When the Second World War broke out, the Secretariat in Geneva found itself on the fringe of events; the new building, the Palais des Nations, which had been dedicated but a few years previously, was used by only a few officials. Whereas the ILO, at the invitation of the Canadian government, transferred its seat in summer 1940 to McGill University in Montreal,52 the EFO and the Department for Transit moved at the invitation of the Rockefeller Foundation and the University of Princeton to the Institute for Advanced Studies in Princeton. The Interim Secretary-General Sean Lester (1888–1959), who had been installed in September 1940, remained in Geneva with a much-depleted staff.53
The officials in Princeton continued their work. They produced path-breaking studies on economic recovery and paved the way for the Bretton Woods System in cooperation with the US government.54 The Bruce Report of August 1939 had a similarly lasting effect.55 This report was to herald a reform of the League of Nations aimed at strengthening its economic and social activities. The committee, headed by the former Australian Prime Minister Stanley Bruce (1883–1967) proposed placing all social and economic activities together in a Central Committee for Economic and Social Questions. This was to receive its own budget, work separately from the Council and the General Assembly, and permit the cooperation of non-members – an initiative aimed above all at the official inclusion of the USA in the economic policy of the EFO.56
On 19th April 1946, the League of Nations formally ceased to exist, a day after a final session of the General Assembly, which had officially appointed the United Nations, whose Charter had already been signed on 26th June 1945 in San Francisco. The General Assembly transferred its powers and duties to the UN, and at the same time made over to it the Palais des Nations in Geneva, together with the library and archives of the League of Nations, finally distributing the remainder of its budget to the remaining member states.
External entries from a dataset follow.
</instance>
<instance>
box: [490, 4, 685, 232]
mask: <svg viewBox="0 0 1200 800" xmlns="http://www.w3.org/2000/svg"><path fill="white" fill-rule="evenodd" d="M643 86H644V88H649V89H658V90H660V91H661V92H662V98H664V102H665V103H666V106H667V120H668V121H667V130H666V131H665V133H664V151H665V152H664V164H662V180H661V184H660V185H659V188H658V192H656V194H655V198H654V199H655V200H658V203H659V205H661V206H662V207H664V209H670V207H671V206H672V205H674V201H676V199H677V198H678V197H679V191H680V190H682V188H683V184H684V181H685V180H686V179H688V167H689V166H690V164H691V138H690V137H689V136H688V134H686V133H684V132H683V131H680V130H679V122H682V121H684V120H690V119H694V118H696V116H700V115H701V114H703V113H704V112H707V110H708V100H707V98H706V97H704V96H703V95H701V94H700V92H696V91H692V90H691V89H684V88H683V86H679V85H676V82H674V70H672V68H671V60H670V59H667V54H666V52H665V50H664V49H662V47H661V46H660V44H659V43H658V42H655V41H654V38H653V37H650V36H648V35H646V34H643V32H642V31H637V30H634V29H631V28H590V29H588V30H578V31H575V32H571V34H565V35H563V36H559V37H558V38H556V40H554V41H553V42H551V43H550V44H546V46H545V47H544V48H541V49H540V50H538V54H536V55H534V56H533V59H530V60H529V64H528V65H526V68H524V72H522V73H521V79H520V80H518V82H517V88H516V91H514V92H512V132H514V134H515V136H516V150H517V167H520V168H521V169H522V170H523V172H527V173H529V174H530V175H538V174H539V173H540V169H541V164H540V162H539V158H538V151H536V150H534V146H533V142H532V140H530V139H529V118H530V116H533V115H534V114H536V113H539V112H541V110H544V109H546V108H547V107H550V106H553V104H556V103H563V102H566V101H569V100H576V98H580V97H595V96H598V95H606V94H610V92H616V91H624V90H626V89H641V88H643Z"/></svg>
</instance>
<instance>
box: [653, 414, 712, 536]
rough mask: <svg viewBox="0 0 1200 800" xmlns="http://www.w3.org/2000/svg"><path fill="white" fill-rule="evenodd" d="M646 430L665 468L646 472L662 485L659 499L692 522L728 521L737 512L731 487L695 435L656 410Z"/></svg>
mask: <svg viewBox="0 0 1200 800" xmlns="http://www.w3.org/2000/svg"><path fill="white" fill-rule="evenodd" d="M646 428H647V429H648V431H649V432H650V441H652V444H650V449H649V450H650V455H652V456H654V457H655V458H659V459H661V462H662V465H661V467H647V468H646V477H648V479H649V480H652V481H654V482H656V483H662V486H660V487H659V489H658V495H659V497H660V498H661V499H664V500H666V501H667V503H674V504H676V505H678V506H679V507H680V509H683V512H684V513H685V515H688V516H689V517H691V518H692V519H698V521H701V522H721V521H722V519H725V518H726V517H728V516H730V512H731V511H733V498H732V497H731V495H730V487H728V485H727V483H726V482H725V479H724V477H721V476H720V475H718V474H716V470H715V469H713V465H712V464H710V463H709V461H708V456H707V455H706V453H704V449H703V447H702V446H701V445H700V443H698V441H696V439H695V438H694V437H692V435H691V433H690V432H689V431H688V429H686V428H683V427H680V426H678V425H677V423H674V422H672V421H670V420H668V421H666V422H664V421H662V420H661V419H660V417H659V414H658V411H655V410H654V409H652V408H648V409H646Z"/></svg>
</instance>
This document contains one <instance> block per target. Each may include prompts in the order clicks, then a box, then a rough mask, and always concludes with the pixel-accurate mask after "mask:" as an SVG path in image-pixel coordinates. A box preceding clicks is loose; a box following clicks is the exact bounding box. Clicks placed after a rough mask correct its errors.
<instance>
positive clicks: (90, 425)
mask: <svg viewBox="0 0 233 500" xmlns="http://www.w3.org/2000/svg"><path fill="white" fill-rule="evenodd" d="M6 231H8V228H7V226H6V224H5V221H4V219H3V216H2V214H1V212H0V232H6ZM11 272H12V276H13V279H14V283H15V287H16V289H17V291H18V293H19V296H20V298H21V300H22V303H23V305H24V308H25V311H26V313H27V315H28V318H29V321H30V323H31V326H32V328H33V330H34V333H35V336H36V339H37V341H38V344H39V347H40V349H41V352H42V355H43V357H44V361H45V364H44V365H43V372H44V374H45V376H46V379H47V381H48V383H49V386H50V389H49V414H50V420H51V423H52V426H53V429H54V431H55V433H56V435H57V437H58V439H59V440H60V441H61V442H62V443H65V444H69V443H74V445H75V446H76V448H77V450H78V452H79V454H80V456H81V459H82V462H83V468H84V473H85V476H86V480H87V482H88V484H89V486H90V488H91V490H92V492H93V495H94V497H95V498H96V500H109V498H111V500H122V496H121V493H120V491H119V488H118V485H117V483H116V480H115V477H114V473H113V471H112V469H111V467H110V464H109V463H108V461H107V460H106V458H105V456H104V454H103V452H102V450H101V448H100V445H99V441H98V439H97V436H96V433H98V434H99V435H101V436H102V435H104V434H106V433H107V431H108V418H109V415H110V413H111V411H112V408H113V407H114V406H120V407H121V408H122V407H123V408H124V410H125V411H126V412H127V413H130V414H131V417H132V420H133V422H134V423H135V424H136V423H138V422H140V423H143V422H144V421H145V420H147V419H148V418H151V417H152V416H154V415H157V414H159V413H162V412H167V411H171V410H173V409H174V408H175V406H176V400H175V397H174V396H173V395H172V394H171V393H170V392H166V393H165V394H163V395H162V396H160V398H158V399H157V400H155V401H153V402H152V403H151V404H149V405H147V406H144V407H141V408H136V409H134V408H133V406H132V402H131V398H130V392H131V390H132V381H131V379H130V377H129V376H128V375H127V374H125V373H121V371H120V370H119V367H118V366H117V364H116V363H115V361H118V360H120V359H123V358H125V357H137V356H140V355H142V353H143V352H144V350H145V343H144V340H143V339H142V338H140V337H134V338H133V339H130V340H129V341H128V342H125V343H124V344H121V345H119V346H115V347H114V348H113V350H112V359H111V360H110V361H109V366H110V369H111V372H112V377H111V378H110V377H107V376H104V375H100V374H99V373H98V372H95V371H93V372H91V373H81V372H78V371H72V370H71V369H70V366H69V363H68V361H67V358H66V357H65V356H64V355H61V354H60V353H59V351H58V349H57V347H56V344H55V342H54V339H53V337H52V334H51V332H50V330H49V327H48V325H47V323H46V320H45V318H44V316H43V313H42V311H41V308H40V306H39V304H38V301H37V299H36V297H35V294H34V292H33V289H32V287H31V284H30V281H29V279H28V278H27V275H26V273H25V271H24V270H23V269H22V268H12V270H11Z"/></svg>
The League of Nations continued, however, to have an effect beyond its formal end. In particular, the Princeton Mission and the Bruce Report pointed the way to the post-war political order, which was marked by the shift of the political balance of power between Europe and the USA and the North-South conflict. The proposals of the Bruce Committee were taken up by the Economic and Social Council of the United Nations, whose member states and fields of activity are still predominantly in the extra-European world. With the move of the main seat to New York, the United Nations overcame the Europe-centeredness of the League of Nations.